Ohne Ziel war sie durch die Straßen gelaufen, Stunden um Stunden. Sie wollte die Stadt, für die sie sich entschieden hatte, kennen lernen. Nein, lieben lernen. Eine Stadt muss man sich erlaufen, mit langsamen Schritten die Schnelllebig keit aufhalten, sonst wird man sie nie mögen. Sie schlängelte sich an fremden Körpern vorbei, immer darauf bedacht, nie berührt zu werden. Die Steine gaben das unaufhörliche Klopfen von Absätzen wider. Das rhythmische Klappern kroch an den Wänden der Häuserblöcke hoch, verkroch sich für einen Moment in Schnitzereien schwerer Holzportale, glitt über kunstvoll geformte Steindämonen und Engelsgesichter, bis sich jedes Geräusch in der Unendlichkeit des Abendhimmels verloren hatte.

Schritt für Schritt kämpfte sie sich vorwärts, wich immer wieder entgegenkommenden Passanten aus. Alle
U-Bahnstationen und Straßennamen in der näheren Umgebung hatte sie auswendig gelernt in der Hoffnung, ein Fremder würde sie nach dem Weg fragen. Aber niemand brauchte ihre Hilfe. Die Brücke unter ihr vibrierte. Ohren betäubender Lärm rüttelte sie wach: du bist dort, wo du sein willst! Wie in Trance trat sie an das Geländer. Ein Schnellzug ratterte unter ihr in die Nacht.

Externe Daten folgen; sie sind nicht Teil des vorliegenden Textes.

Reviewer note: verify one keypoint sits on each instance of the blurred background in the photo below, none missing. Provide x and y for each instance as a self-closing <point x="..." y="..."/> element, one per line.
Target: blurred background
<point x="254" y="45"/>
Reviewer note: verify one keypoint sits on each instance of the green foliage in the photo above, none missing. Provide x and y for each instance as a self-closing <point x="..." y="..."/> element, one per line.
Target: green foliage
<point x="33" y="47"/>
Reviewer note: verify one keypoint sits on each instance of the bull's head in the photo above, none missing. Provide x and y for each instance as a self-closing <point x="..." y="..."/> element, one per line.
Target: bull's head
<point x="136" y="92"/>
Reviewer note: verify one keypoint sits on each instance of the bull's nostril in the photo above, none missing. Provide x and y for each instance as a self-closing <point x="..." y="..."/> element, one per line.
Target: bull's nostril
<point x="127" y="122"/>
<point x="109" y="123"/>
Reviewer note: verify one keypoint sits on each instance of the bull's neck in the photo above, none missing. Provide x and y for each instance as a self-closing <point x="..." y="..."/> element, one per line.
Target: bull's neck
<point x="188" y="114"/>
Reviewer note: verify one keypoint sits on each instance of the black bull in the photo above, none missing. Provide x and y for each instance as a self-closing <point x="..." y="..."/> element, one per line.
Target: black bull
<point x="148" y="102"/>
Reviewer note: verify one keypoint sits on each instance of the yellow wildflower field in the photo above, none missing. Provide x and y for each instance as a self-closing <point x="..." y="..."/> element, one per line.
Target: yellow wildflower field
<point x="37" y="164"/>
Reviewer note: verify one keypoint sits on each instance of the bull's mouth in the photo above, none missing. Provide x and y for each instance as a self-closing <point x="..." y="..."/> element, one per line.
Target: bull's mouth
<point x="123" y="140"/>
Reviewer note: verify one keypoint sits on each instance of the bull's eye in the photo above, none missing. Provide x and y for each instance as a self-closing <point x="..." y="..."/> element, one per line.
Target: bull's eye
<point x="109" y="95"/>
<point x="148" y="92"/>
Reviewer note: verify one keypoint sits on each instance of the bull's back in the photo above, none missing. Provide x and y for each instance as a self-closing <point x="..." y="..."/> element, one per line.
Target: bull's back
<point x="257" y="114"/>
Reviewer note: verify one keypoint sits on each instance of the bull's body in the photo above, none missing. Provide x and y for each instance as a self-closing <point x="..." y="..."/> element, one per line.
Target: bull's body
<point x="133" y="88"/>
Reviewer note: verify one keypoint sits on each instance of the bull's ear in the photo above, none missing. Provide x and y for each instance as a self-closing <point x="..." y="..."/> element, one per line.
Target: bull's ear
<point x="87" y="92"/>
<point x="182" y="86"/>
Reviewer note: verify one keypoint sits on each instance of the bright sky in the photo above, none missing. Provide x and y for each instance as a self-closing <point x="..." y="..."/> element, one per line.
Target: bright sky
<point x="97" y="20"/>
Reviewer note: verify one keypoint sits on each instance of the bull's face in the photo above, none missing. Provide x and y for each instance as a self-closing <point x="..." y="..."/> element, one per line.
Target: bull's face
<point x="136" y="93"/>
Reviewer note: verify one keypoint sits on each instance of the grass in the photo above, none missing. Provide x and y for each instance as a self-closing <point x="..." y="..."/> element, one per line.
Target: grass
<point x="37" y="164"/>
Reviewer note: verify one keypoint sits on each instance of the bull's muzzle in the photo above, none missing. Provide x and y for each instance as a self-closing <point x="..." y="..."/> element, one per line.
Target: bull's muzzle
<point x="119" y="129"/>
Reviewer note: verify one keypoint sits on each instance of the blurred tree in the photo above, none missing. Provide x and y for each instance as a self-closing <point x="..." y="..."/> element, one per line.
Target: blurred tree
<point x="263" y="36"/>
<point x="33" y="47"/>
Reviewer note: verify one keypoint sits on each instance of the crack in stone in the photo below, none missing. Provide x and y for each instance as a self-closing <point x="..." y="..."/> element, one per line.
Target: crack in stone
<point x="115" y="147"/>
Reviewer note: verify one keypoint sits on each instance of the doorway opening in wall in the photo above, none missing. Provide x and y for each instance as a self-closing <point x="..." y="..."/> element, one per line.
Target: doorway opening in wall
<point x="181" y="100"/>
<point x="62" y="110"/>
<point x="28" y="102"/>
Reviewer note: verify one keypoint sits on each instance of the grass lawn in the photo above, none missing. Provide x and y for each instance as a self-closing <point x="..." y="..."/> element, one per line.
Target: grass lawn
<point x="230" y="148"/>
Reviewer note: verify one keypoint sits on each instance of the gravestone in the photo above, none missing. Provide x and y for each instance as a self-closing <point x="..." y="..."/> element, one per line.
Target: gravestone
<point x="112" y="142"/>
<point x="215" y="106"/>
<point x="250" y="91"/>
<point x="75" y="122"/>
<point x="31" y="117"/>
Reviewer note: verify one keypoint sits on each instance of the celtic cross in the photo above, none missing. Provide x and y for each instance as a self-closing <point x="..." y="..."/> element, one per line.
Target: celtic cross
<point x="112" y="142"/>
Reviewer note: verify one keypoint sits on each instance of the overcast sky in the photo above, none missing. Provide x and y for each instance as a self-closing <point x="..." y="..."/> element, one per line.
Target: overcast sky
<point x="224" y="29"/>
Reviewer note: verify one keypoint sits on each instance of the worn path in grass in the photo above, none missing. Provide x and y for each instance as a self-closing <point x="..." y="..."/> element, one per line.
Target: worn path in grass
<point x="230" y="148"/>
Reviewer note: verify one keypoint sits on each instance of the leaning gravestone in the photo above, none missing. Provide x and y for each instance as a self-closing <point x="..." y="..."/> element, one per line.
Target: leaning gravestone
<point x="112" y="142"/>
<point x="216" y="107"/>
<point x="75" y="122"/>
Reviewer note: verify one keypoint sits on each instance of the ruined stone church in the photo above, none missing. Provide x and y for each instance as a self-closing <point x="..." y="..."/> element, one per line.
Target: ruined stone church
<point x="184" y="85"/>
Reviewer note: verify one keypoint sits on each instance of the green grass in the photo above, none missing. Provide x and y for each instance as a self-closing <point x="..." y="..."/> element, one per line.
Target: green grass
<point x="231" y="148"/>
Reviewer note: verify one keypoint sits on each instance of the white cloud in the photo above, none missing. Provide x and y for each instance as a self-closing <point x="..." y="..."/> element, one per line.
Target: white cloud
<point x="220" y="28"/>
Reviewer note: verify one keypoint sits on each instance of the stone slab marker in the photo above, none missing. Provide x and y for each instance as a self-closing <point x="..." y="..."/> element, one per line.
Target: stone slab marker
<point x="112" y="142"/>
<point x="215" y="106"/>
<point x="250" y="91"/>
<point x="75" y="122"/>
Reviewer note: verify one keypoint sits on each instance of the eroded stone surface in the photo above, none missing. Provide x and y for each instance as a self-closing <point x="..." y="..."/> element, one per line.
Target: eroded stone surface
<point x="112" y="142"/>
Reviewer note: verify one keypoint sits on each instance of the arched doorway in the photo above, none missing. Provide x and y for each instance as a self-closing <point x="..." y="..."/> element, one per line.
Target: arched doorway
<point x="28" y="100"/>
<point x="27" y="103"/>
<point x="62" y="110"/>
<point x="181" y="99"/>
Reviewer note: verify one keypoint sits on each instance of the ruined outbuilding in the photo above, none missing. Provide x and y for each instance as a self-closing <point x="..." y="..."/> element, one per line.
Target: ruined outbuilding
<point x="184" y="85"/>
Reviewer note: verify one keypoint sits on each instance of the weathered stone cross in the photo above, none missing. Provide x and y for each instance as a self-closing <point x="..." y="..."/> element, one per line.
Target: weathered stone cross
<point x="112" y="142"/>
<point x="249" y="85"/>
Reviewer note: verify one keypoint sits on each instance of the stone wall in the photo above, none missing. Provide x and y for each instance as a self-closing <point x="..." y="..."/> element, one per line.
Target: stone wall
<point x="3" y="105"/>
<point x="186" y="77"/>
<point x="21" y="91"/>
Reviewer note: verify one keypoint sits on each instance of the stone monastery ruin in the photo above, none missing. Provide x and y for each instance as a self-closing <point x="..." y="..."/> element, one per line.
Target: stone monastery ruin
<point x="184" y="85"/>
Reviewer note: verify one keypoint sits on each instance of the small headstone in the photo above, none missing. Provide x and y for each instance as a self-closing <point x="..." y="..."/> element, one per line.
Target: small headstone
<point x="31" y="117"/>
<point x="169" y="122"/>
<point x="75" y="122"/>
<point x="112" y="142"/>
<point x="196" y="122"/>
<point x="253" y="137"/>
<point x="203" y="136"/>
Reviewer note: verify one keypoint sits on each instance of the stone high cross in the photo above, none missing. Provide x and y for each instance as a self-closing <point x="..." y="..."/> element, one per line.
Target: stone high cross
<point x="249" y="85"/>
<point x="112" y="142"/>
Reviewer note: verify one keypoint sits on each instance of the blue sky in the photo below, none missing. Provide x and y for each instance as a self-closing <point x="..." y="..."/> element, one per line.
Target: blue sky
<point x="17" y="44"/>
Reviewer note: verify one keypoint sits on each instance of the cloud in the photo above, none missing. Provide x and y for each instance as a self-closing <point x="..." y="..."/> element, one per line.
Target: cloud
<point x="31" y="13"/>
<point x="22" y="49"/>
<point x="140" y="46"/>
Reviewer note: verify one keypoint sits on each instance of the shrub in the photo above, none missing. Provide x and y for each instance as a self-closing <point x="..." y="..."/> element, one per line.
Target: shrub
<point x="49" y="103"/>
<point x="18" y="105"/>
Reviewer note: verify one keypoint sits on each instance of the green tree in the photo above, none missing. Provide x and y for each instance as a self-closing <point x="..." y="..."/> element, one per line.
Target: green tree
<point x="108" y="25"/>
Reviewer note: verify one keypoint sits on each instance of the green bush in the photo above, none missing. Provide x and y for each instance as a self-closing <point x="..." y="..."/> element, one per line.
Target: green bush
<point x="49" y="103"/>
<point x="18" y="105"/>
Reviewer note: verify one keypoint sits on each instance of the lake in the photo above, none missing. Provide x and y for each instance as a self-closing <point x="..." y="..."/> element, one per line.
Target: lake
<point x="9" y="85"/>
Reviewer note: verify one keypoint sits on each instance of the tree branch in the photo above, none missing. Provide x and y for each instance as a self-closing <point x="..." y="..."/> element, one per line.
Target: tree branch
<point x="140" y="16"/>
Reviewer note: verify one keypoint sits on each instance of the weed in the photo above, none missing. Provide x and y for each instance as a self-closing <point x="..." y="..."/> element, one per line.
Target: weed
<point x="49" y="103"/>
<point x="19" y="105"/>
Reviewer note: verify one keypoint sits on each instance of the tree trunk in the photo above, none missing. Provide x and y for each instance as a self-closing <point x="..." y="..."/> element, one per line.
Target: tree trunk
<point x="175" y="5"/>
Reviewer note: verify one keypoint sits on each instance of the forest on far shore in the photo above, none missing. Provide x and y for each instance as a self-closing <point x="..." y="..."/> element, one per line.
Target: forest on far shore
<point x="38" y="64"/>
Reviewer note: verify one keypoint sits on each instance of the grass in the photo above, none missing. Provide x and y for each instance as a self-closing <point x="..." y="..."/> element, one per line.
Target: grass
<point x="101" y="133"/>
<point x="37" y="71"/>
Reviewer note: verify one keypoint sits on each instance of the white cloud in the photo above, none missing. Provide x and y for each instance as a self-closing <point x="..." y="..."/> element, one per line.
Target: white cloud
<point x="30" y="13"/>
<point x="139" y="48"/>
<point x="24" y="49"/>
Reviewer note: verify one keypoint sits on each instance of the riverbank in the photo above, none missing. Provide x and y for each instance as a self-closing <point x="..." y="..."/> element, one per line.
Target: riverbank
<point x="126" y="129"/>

Plötzlich streichelte der Geruch von frisch Gebratenem ihre Nase. Dieser Geschmacksverführung wollte sie nicht widerstehen. Warmes Willkommensein strömte ihr entgegen, nur ihre Schüchternheit stand ihr im Weg.
Wie viele Menschen würden dort sein?
Ein einziger Mann nur, in hellbraunem Mantel mit großer Brille stand vor der Bude. Ihr Hunger hatte Überhand gewonnen, sie gab ihre Bestellung auf.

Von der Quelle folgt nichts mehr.